La crisi è quel momento in cui il vecchio muore e il nuovo stenta a nascere. Antonio Gramsci

domenica 3 gennaio 2016

Bavaglio nella patria di Kapuscinski

di Giuseppe Sedia
Come Orban più di Orban. Dopo una discussione fulminea al Sejm, la camera bassa del parlamento polacco, i politici del partito di estrema destra Giustizia e Libertà (PiS) si sono dimostrati capaci di superare anche i colleghi ungheresi di Fidesz a destra.
Il provvedimento votato nella giornata di San Silvestro permetterà al ministro del Tesoro di decidere direttamente le nomine dei responsabili dei media pubblici polacchi.
Si tratta di una legge che dovrebbe garantire una forma di controllo diretto sui media da parte del governo. A Varsavia non si dovrà passare nemmeno per un’Autorità delle telecomunicazioni, eletta in Ungheria dal parlamento, ed espressione di due terzi della maggioranza, dopo una riforma varata cinque anni fa a Budapest.
Manca ancora la firma del presidente Andrzej Duda ma è soltanto questione di pochi giorni.
Il PiS non ha fatto nulla per nascondere che la rappresaglia nei confronti dei giornalisti non amici della formazione fondata dai fratelli Kaczynski sarà trasversale. Durante il dibattito parlamentare di mercoledì scorso, il capo della cancelleria del primo ministro, Beata Kempa ha affermato che la purga toccherà tutti i rappresentanti dei mezzi pubblici d’informazione.
Un compito che potrebbe rivelarsi più facile del previsto per il PiS, considerando le dimissioni a catena in segno di protesta date da numerosi dirigenti dei media polacchi. Sul fronte dell’emittente statale Telewizja Polska (Tvp), si segnalano le defezioni di Piotr Radziszewski (direttore del primo canale), Janusz Kapuscinski (secondo canale), Katarzyna Janowska (Tvp Kultura), nonché di Tomasz Sygut dell’Agenzia televisiva d’informazioni.
Anche i giornalisti stranieri del servizio radiofonico internazionale della stazione pubblica Polskie Radio temono un giro di vite. «Sembra di essere tornati al clima intimidatorio del decennio scorso. Durante il precedente governo targato PiS ai redattori veniva chiesto di firmare una dichiarazione di responsabilità in cui i giornalisti si impegnavano a non distorcere la realtà polacca e a rinunciare a qualsiasi attività politica», racconta Nick Hodge, redattore britannico di Polskie Radio.

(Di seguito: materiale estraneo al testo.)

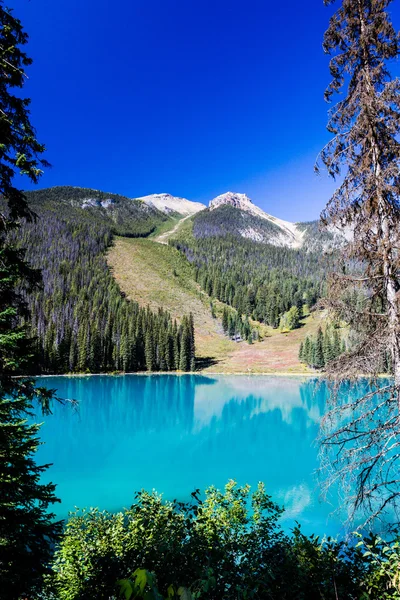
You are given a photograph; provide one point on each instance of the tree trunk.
(385, 227)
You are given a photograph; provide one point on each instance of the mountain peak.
(289, 235)
(235, 199)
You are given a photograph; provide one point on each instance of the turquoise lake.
(178, 433)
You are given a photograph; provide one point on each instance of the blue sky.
(193, 98)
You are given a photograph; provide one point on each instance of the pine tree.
(27, 530)
(318, 358)
(328, 347)
(336, 349)
(149, 351)
(185, 356)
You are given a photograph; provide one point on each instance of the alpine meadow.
(200, 393)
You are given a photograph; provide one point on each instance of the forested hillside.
(81, 318)
(260, 280)
(125, 216)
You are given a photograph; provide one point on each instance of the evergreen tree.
(149, 351)
(318, 357)
(27, 530)
(328, 347)
(185, 342)
(365, 128)
(336, 348)
(225, 320)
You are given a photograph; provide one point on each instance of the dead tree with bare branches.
(363, 429)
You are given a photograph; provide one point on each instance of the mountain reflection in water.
(177, 433)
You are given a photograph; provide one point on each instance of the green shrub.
(228, 546)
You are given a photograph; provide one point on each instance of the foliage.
(125, 216)
(82, 321)
(27, 530)
(318, 351)
(361, 440)
(291, 319)
(230, 545)
(260, 290)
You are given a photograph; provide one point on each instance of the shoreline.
(177, 374)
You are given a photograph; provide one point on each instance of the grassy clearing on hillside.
(159, 276)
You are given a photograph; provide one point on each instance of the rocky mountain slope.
(283, 233)
(172, 205)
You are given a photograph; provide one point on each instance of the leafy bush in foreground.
(229, 546)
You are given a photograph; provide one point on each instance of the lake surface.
(178, 433)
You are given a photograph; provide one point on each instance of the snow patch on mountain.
(171, 204)
(291, 235)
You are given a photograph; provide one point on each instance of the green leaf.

Una riforma che rappresenta anche uno schiaffo alla meritocrazia visto che i nuovi rappresentanti dei media “nazionali” non saranno più scelti attraverso concorsi pubblici. La nazionalizzazione forzata dei media è un duro colpo alla libertà di espressione. E così, oltre al ministro del Tesoro Dawid Jackiewicz, anche il collega alla Cultura Piotr Glinski potrebbe moltiplicare i suoi interventi con una serie di “editti bulgari” per colpire tutte le iniziative che non rientrano «nei limiti della correttezza».
I rappresentanti del governo targati PiS vorrebbero sottrarre i mezzi d’informazione all’influenza straniera, in particolare sulla carta stampata. La retorica di una Polonia diventata «condominio di Berlino» sembra eccessiva, eppure si deve riconoscere che buona parte dei giornali sono di proprietà di gruppi editoriali tedeschi: Verlagsgruppe Passau è presente ad esempio anche in Repubblica Ceca, mentre il colosso tedesco-svizzero Axel Springer pubblica tra le varie il tabloid locale campione di vendite “Fakt”.

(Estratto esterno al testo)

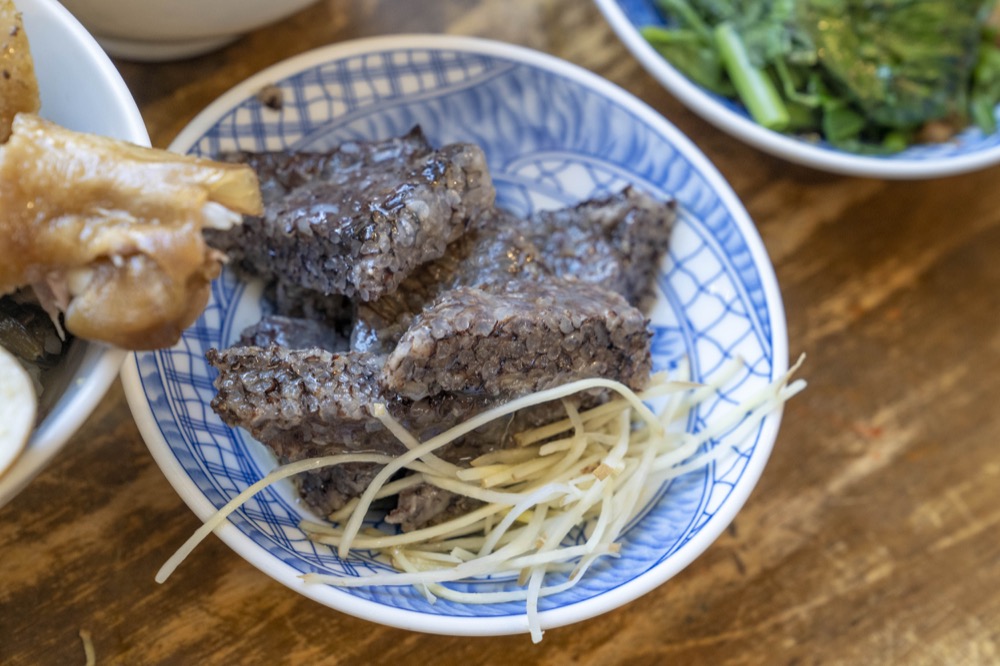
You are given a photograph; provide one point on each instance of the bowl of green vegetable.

Ed è proprio ad un quotidiano tedesco, “Die Welt” che Lech Walesa aveva rilasciato alla vigilia di Natale un’intervista critica nei confronti del nuovo governo PiS guidato dalla premier Beata Szydlo. Le sue esternazioni hanno spiazzato tutti, considerando l’involuzione conservatrice pro-PiS del primo sindacato libero del blocco comunista — Solidarnosc — e del suo leggendario fondatore, avvenuta negli ultimi anni. Le dichiarazioni di Walesa sul rischio di una guerra civile e mediatica polsko-polska a destra, tra le forze del PiS e del partito liberale Piattaforma civica (Po) — ora passato all’opposizione — , rappresentano l’ennesimo campanello di allarme.
La polarizzazione della società polacca ha raggiunto i valori massimi. Da un lato, si registra l’idillio tra Varsavia e Budapest, nonostante le forti divergenze in politica estera nei confronti di Putin. Dall’altro, le relazioni della Polonia con gli altri due membri del gruppo di Visegrad non sono destinate a migliorare dopo il cambio di governo dell’ottobre scorso.
Anche se il recente raid del ministro della Difesa Antoni Macierewicz in una struttura di controspionaggio affiliata alla Nato ha irritato e non poco Bratislava, visto che la Slovacchia non sarebbe stata informata dell’iniziativa, contrariamente a quanto dichiarato dal PiS.
Il primo vicepresidente della Commissione europea, Frans Timmermans, ha espresso preoccupazione per la situazione in Polonia. Mentre le forze d’opposizione sperano che il parlamento Ue si occupi anche del capitolo mezzi di informazione nel dibattito sull’orbanizzazione della Polonia in programma il prossimo 19 gennaio.